Sunday, November 26, 2006

The Big Letdown

I'm at my parents' house scanning old photos. Right now I'm working on photos from London 2001. It looks like I had a lot of fun. I am reminded of the pubs, the people, the good times. I'm browsing thru my online albums, see photos of Northern Ireland, me and Ronan kissing and I'm like, wow, that must have been nice. Meeting a boy and having a romance in Northern Ireland. Sounds exciting. Then I look at my life now, my efficiency apartment in the Midwest, crappy job, or lack thereof and well, it doesn't quite hold up to the memories of my days in lands far, far, away.

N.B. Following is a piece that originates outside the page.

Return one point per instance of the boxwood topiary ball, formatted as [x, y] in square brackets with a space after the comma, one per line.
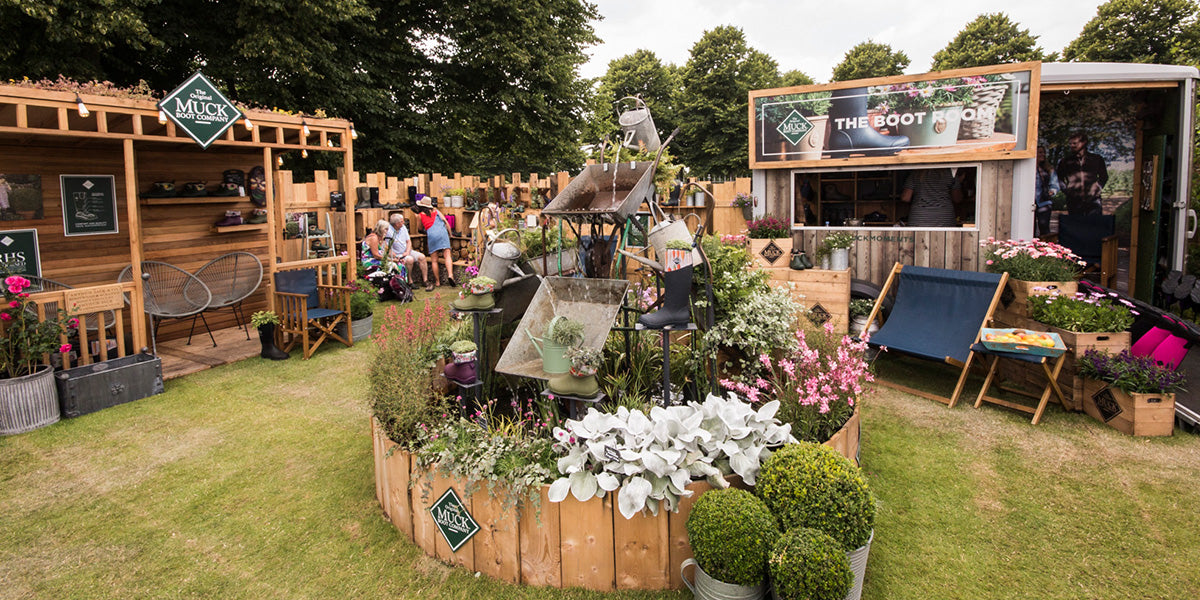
[811, 485]
[731, 534]
[807, 564]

I had very different visions of where I would be at this point in my life. I'm going to be 30 next year, and I feel like a 19 year old just starting out. This is really not how I imagined my life would be.

On the other hand, I am quite thankful for what I have and that I am close to family and am healthy and happy and such. It's just when I think about "life" I get very nervous b/c of the thirty mark around the corner and wonder what will my life be? When my time is up, what will my life have been? How will I be remembered? What will I have accomplished? Did I live a happy, loving life?

I guess working on the family tree isn't helping my existential crisis, either. You sum up a person's life by birth, death and marriage dates and maybe an occupation. I guess I'm just scared that my time is dwindling away and I don't know that I've done all I want to do. I'm sure I'm not the only one who fears the end of existence. It makes me long for the days when I was "invincible" and had eternity in front of me.

This is also what I get for having a week off and spending it at my parents' house! My goodness, those are some depressing thoughts. Reminds me why I moved out in the first place, even if it was to an efficiency apartment in the middle of the middle of the country. C'est la vie...

1 comment:

Anonymous said...

Recently hit the 30 mark too. I guess wherever we are and whatever we have accomplished. I always think of what I should be doing and what goal I should be striving for.... There are always goals I want to work on...guess thats what keeps us going.